Estas citações são apenas algumas das muitas que aqui poderia colocar. Parabéns à jornalista autora desta obra que mostra, à exaustão, que o fascismo existiu e que, se não invertermos alguns caminhos que a democracia está a tomar, ele vai voltar, talvez com outro rosto, mas com a mesma intenção.

“Tóquio Express”, de Seicho Matsumoto (1958)
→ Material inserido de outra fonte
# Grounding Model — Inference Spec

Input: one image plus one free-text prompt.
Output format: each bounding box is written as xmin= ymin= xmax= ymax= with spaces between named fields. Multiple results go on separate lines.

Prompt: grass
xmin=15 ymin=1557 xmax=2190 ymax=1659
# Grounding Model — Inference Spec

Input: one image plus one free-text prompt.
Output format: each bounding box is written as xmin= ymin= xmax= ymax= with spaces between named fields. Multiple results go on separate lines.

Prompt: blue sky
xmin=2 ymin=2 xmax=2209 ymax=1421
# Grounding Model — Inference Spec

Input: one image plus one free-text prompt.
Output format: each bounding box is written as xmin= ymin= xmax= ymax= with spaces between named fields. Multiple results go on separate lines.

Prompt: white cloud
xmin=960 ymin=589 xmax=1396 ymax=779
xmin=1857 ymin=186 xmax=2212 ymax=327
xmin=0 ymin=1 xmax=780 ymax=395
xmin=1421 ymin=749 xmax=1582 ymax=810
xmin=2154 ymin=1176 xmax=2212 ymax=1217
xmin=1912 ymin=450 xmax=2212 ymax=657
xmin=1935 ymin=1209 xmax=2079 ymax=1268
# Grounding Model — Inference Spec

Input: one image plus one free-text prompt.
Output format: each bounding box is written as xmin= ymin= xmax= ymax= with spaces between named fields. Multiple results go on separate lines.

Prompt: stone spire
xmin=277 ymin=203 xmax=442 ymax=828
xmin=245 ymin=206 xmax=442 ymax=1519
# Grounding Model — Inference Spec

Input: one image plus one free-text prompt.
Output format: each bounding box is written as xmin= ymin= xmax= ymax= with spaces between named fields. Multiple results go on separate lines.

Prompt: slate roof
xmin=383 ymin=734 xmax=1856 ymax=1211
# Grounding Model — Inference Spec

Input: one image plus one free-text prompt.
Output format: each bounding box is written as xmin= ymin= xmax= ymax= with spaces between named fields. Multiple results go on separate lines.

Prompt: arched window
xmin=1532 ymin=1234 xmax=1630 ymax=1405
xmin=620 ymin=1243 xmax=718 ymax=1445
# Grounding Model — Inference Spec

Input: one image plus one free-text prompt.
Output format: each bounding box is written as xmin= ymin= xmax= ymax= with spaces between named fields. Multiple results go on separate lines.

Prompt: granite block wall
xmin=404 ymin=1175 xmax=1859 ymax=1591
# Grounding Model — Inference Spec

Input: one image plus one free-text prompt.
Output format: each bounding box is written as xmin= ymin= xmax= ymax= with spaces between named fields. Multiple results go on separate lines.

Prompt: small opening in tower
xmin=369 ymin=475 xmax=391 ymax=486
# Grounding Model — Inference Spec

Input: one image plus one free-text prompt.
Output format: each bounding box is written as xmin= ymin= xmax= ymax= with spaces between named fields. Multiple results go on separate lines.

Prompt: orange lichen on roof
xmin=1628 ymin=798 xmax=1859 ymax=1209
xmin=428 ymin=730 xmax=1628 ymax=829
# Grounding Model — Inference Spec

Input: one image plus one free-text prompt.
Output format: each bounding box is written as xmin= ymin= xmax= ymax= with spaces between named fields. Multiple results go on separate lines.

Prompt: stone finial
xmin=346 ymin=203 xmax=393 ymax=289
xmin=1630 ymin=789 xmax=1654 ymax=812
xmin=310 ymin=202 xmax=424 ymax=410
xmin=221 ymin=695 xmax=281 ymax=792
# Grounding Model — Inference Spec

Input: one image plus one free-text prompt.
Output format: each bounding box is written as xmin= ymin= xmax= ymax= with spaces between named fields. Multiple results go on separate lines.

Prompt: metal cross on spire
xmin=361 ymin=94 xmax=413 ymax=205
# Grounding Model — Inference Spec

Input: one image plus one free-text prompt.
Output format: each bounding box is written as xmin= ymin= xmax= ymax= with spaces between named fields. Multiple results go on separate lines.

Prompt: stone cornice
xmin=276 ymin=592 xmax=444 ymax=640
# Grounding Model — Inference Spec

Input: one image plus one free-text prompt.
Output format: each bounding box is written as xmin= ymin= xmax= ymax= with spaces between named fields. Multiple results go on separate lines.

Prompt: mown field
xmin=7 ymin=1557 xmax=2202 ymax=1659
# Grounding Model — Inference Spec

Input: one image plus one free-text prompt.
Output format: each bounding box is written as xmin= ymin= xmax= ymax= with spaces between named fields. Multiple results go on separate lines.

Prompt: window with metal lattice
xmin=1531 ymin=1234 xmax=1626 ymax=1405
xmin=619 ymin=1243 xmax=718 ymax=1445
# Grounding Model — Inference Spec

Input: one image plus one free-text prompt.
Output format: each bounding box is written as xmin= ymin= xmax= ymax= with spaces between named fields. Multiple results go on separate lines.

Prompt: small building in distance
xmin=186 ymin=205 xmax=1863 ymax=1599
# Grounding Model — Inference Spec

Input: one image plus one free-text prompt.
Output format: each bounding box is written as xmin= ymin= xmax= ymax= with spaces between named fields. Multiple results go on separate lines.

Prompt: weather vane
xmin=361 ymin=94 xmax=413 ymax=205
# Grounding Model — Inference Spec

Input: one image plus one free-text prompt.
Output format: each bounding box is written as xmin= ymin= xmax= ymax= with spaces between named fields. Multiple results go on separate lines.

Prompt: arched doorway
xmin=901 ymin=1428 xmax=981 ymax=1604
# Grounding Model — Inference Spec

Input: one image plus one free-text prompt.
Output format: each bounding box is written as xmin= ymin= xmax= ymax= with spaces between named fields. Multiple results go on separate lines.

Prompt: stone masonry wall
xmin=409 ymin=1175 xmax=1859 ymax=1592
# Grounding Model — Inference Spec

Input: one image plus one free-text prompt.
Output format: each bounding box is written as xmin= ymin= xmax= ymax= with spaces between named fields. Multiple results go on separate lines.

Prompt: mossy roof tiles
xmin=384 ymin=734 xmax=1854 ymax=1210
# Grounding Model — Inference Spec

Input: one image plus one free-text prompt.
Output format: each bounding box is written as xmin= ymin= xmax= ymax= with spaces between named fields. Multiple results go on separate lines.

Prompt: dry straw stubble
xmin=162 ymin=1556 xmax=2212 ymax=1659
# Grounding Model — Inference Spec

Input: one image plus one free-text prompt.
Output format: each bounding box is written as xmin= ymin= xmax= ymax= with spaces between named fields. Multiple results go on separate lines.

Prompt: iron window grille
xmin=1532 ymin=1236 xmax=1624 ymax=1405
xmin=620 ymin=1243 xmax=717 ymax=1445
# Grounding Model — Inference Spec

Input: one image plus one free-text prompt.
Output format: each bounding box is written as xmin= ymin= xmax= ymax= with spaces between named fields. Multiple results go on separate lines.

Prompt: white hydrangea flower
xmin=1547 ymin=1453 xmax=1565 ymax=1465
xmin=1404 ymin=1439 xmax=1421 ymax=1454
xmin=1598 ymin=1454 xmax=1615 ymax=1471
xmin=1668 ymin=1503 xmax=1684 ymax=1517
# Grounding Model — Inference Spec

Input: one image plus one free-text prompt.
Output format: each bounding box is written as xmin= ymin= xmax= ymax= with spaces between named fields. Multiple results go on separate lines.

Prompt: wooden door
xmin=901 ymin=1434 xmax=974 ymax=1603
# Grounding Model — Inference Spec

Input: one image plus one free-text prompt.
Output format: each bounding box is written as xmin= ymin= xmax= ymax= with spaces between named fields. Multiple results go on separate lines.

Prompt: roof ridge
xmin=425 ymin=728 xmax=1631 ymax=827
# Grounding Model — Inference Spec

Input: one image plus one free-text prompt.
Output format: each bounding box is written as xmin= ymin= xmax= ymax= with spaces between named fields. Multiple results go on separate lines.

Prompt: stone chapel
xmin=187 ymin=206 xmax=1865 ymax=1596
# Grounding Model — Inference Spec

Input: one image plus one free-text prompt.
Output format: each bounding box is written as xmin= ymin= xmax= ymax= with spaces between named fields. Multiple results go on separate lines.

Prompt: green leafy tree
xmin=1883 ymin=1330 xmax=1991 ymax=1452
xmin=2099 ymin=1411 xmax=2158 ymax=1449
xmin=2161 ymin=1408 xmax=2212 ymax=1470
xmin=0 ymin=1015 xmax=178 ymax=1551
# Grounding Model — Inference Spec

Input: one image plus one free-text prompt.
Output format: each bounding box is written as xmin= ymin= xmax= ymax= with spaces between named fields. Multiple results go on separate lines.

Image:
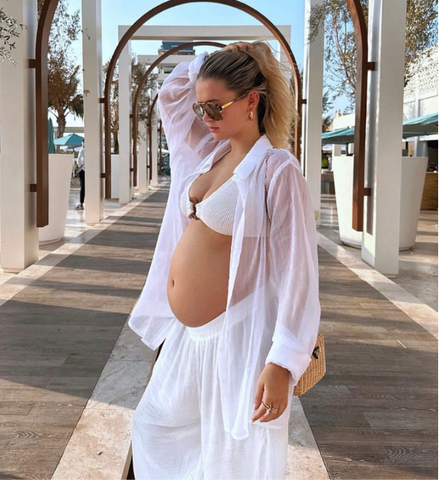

Este livrinho editado pela Presença e traduzido por André Pinto Teixeira, é apresentado como “um dos grandes clássicos da literatura japonesa”, e quem sou eu para contestar…

O autor, Matsumoto – que também é o nome de uma cidade, que visitei no ano passado – é apresentado como o “mestre do mistério japonês”.

Comparado com os seus contemporâneos norte-americanos da literatura policial, este Matsumoto parece ser muito – como direi? – japonês. Enquanto os escritores policiais norte-americanos são malandrecos, violentos, sacaninhas, estes dois detectives japoneses são tão puros e tão inocentes que até dá raiva.

A história gira à volta de dois eventuais amantes que se suicidam – coisa que parece ser banal para os japoneses. No entanto, há por ali muito mistério, sobretudo em redor de horários de comboios.

“O Asakaze chega à plataforma quinze às 17:49 e parte às 18:30. Fica na plataforma um total de quarenta e um minutos. Entretanto, nas linhas treze e catorze, efectuam-se as seguintes movimentações: na linha treze, um comboio da linha Yokosuka chega às 17:46 e parte às 17:57. Pouco depois, às 18:01, chega outro comboio, que parte às 18:12. Contudo, mesmo após a partida deste comboio, há o comboio regular 341, na linha catorze, com destino a Shizuoka, que dá entrada pelas 18:05, partindo apenas às 18:35. A sua paragem durante esse período bloqueia a vista do expresso Asakaze na linha quinze, ao lado”.

E é graças a todas estas verificações que o detective acaba por descobrir o crime.

Para quem nunca foi ao Japão, tudo isto soa a brincadeira – mas não é! Os japoneses nunca brincam com comboios!